There can be no assurance that the full Federal Circuit will reverse the decision of the three-judge panel. Tivo has
stated that it will seek additional damages for the period from June 2009 to the present. Although we have accrued
our best estimate of damages, contempt sanctions and interest through December 31, 2010, there can be no
assurance that Tivo will not seek, and that the court will not award, an amount that exceeds our accrual.
On October 6, 2010, the Patent and Trademark Office (the “PTO”) issued an office action confirming the validity of
certain of the software claims of United States Patent No. 6,233,389 (the ‘389 patent). However, the PTO only
confirmed the validity of the ‘389 patent after Tivo made statements that we believe narrow the scope of its claims.
The claims that were confirmed thus should not have the same scope as the claims that we were found to have
infringed and which underlie the contempt ruling that we are now appealing. Therefore, we believe that the PTO’s
conclusions are relevant to the issues on appeal. The PTO’s conclusions support our position that our original
alternative technology does not infringe and that we acted in good faith to design around Tivo’s patent.
If we are unsuccessful in overturning the District Court’s ruling on Tivo’s motion for contempt, we are not
successful in developing and deploying potential new alternative technology and we are unable to reach a license
agreement with Tivo on reasonable terms, we may be required to eliminate DVR functionality in all but
approximately 192,000 digital set-top boxes in the field and cease distribution of digital set-top boxes with DVR
functionality.
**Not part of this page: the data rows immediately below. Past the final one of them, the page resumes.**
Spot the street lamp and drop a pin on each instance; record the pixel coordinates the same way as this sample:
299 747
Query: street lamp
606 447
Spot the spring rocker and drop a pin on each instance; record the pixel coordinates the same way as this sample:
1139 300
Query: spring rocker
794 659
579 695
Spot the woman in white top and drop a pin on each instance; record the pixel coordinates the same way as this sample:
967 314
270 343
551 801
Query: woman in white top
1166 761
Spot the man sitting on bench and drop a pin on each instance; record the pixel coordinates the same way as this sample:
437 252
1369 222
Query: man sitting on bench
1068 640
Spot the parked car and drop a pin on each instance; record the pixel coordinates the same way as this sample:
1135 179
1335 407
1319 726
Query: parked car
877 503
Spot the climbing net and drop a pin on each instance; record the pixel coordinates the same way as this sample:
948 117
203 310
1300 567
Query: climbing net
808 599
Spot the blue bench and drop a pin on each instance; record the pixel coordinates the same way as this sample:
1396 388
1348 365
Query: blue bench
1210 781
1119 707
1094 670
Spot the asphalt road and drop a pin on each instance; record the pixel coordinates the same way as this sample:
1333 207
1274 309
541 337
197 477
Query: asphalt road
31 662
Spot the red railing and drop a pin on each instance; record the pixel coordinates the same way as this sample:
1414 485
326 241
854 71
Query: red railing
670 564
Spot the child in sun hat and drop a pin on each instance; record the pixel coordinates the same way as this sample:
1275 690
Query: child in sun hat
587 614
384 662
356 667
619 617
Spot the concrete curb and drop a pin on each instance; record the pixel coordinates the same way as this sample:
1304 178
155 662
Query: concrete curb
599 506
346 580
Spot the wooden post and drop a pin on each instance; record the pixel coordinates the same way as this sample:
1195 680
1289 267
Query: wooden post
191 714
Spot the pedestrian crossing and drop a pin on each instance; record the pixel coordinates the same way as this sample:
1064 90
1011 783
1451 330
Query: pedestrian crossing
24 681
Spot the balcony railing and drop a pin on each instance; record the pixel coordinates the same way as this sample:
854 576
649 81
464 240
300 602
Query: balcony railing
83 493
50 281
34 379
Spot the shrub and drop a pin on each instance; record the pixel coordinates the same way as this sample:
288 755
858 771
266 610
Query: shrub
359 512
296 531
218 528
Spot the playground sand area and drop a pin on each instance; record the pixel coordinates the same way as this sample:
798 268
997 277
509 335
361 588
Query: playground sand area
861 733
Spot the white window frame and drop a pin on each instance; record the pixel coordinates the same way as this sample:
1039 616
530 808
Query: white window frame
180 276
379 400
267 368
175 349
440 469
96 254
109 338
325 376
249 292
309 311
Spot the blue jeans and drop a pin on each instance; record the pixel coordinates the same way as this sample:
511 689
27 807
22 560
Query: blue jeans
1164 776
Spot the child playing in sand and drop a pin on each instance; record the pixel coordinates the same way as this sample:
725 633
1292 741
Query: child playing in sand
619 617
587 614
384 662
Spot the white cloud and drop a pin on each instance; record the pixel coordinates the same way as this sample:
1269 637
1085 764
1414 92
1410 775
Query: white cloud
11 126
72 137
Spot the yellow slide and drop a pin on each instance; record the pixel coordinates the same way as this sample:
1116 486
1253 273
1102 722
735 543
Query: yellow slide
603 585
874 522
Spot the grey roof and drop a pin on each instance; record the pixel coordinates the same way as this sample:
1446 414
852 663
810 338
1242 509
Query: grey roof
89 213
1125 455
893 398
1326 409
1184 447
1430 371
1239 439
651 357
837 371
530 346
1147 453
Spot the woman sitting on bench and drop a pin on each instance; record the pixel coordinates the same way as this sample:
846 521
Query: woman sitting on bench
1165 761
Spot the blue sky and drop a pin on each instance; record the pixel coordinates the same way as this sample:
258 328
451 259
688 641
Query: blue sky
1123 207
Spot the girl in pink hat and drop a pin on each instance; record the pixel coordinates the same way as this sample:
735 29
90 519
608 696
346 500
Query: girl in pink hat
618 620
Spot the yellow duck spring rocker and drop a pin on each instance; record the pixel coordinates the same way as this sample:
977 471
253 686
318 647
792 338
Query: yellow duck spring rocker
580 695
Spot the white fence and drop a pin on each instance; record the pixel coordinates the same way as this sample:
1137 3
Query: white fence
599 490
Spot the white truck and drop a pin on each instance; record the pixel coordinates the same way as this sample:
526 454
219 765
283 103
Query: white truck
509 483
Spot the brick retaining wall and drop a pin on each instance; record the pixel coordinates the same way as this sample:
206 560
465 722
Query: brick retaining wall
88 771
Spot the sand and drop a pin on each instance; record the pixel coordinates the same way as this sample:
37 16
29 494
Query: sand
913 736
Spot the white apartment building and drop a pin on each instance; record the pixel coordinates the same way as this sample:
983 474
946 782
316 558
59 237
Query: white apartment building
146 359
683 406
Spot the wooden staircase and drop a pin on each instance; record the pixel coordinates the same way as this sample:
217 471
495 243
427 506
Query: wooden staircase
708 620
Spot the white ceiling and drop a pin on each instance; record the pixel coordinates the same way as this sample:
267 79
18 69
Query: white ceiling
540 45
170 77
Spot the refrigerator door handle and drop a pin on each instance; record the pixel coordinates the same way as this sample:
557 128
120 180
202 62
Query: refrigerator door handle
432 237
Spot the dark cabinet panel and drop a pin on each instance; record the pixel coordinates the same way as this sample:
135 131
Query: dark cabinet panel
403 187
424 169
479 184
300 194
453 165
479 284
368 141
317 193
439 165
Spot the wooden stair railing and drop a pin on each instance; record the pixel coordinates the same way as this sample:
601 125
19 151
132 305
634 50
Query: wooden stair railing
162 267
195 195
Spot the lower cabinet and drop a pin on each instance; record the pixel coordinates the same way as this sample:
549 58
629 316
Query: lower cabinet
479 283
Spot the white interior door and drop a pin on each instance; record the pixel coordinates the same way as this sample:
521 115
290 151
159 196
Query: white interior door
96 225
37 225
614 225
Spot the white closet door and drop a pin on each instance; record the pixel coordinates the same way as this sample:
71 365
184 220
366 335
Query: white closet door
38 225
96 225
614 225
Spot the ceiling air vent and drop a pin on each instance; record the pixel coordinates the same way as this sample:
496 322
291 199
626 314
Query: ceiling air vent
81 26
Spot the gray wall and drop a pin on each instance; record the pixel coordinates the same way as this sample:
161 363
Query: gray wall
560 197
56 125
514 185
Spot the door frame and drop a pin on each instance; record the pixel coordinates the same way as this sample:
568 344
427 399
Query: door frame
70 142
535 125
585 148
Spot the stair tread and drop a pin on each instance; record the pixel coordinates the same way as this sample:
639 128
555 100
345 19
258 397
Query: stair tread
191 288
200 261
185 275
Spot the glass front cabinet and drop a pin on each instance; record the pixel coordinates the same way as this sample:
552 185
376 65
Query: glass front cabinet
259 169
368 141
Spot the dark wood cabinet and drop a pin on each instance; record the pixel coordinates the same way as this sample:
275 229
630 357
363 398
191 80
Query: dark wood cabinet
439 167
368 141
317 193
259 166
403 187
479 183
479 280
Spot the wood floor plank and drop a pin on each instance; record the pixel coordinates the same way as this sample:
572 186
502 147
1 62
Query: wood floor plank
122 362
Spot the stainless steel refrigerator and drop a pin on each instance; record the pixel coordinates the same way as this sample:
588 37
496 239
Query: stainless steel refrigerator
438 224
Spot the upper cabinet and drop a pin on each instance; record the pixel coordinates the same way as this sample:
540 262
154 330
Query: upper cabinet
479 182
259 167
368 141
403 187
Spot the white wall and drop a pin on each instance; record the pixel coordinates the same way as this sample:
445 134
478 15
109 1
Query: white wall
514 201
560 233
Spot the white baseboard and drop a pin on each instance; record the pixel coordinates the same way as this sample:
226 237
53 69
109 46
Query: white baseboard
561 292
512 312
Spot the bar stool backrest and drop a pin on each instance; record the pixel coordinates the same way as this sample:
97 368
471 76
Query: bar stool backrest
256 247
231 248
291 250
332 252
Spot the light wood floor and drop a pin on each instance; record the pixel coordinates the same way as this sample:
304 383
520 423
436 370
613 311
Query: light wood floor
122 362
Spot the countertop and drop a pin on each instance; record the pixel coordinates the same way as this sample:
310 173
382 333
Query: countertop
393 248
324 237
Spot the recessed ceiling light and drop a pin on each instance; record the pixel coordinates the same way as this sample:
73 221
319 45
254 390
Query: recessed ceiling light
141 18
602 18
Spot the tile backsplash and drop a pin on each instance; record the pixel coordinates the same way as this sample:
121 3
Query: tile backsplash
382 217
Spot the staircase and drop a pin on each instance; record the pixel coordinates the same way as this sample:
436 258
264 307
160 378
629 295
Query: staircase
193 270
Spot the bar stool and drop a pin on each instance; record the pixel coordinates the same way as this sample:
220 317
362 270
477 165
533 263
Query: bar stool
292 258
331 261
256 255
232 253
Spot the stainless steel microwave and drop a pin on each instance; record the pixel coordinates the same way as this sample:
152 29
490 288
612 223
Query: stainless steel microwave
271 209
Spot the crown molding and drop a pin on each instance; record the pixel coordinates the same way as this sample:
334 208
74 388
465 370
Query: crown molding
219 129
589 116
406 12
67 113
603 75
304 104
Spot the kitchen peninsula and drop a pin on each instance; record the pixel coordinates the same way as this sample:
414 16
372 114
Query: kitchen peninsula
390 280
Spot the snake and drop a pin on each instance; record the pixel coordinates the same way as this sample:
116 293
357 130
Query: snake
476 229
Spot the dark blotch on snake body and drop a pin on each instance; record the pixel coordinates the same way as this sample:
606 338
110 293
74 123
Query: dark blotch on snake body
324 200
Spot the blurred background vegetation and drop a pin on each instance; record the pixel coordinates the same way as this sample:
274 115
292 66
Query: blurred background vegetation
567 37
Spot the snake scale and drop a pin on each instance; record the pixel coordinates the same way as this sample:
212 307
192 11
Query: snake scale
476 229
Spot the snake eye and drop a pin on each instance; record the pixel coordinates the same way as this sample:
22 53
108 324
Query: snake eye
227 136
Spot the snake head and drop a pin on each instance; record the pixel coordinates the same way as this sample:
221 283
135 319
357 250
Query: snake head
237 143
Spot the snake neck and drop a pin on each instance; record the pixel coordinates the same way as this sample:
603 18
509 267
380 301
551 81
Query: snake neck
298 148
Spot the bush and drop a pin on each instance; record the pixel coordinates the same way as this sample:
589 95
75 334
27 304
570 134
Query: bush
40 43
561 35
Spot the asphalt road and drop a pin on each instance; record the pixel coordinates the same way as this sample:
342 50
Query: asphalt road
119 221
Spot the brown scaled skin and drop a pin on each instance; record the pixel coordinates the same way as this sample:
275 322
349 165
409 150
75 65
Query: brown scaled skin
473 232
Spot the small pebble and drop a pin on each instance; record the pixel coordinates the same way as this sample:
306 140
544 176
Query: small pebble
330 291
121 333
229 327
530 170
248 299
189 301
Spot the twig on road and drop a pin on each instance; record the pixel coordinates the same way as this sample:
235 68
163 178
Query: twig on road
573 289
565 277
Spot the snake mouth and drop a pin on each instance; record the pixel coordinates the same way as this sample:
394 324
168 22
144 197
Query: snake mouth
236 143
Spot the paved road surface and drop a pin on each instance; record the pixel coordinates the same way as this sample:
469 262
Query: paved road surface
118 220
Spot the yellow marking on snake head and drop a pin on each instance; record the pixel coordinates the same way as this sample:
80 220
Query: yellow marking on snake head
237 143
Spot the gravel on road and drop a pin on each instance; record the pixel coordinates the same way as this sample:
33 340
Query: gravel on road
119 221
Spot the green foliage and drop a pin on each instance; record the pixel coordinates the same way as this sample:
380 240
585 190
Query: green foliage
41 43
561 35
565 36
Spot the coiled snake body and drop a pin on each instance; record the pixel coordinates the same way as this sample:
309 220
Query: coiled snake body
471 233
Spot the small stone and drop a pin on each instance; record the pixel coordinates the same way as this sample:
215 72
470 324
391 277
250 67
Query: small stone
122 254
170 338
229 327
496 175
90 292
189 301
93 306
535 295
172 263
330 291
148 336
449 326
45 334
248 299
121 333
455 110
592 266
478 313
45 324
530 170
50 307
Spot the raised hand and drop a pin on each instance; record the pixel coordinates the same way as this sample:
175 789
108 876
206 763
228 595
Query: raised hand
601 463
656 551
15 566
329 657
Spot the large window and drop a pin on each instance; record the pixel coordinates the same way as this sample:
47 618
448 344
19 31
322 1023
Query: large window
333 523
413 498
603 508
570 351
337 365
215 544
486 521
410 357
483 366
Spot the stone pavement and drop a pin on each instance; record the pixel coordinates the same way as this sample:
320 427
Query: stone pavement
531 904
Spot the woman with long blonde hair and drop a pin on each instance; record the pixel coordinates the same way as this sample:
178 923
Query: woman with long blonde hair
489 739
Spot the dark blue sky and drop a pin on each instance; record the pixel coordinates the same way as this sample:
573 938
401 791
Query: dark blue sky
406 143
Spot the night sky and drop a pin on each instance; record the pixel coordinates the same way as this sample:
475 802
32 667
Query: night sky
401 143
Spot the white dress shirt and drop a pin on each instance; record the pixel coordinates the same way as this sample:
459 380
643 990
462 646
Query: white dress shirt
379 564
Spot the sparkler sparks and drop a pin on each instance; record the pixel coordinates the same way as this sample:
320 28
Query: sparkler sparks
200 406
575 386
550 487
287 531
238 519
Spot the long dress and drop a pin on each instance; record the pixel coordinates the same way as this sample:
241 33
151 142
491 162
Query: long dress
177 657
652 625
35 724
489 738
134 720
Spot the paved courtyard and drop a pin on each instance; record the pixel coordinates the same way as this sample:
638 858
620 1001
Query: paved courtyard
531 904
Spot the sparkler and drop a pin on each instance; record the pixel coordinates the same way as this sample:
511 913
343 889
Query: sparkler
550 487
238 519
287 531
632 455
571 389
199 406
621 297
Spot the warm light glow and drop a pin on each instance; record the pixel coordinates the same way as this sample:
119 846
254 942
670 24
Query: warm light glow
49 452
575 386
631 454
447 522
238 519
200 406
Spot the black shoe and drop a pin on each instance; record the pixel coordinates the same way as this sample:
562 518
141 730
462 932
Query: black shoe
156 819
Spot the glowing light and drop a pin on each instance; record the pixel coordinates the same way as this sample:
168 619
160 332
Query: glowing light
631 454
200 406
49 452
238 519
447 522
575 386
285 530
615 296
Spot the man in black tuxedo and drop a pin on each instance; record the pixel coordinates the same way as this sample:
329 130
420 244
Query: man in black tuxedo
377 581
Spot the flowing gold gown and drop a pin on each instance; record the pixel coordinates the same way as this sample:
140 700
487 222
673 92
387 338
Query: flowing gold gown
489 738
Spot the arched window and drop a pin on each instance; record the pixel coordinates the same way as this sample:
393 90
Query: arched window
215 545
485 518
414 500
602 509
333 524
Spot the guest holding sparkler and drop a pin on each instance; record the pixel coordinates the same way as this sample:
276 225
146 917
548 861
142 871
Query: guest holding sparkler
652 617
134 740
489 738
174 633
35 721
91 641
In that event we would be at a significant disadvantage to our competitors who could continue
offering DVR functionality, which would likely result in a significant decrease in new subscriber additions as well
as a substantial loss of current subscribers. Furthermore, the inability to offer DVR functionality could cause certain
of our distribution channels to terminate or significantly decrease their marketing of DISH Network services. The
adverse effect on our financial position and results of operations if the District Court’s contempt order is upheld is
likely to be significant. Additionally, the supplemental damage award of $103 million and further award of
approximately $200 million does not include damages, contempt sanctions or interest for the period after June 2009.
In the event that we are unsuccessful in our appeal, we could also have to pay substantial additional damages,
contempt sanctions and interest. Depending on the amount of any additional damage or sanction award or any
monetary settlement, we may be required to raise additional capital at a time and in circumstances in which we
would normally not raise capital. Therefore, any capital we raise may be on terms that are unfavorable to us, which
might adversely affect our financial position and results of operations and might also impair our ability to raise
capital on acceptable terms in the future to fund our own operations and initiatives. We believe the cost of such
capital and its terms and conditions may be substantially less attractive than our previous financings.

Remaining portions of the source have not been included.